Logging

All accounts should have multiple logging pipelines available that can be used with little thought. Accounts should all have the tooling necessary to retain and analyze logs for a set retention period. All logging buckets should be replicated to another account for longer-term retention and analysis.

See the s3 spec for details on bucket configurations necessary to support log collection from various sources.

AWS Service Logs

  • All logs should be delivered to S3
  • Use SNS to receive log delivery events
  • Send events to SQS queues
  • Subscribe Lambdas to the queues (invoked in parallel batches by SQS)

Processing

Methods of log processing and delivery will vary depending on the volume of data there is to process. Things like CloudTrail and ELB logs can become quite large with active accounts and services.

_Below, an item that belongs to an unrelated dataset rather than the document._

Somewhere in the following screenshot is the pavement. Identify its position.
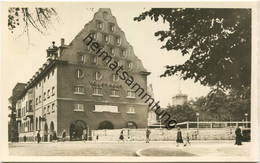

  • Lambdas should process the messages, build a list of files to process, route the list to other destinations (if necessary), and deliver the processed log data to another S3 bucket
  • Use Athena's "Create Table As" query to convert logs to parquet and manage the associated Glue catalogs.
  • Replicate processed logs between regions
  • Replicate processed logs to another account

Controlling Cost

Monitoring

  • Use S3 Inventory reports to periodically compare the processed S3 Events with the actual objects in the bucket. This ensures that we still process any objects in the event that S3 fails to properly fire and/or delivery an event.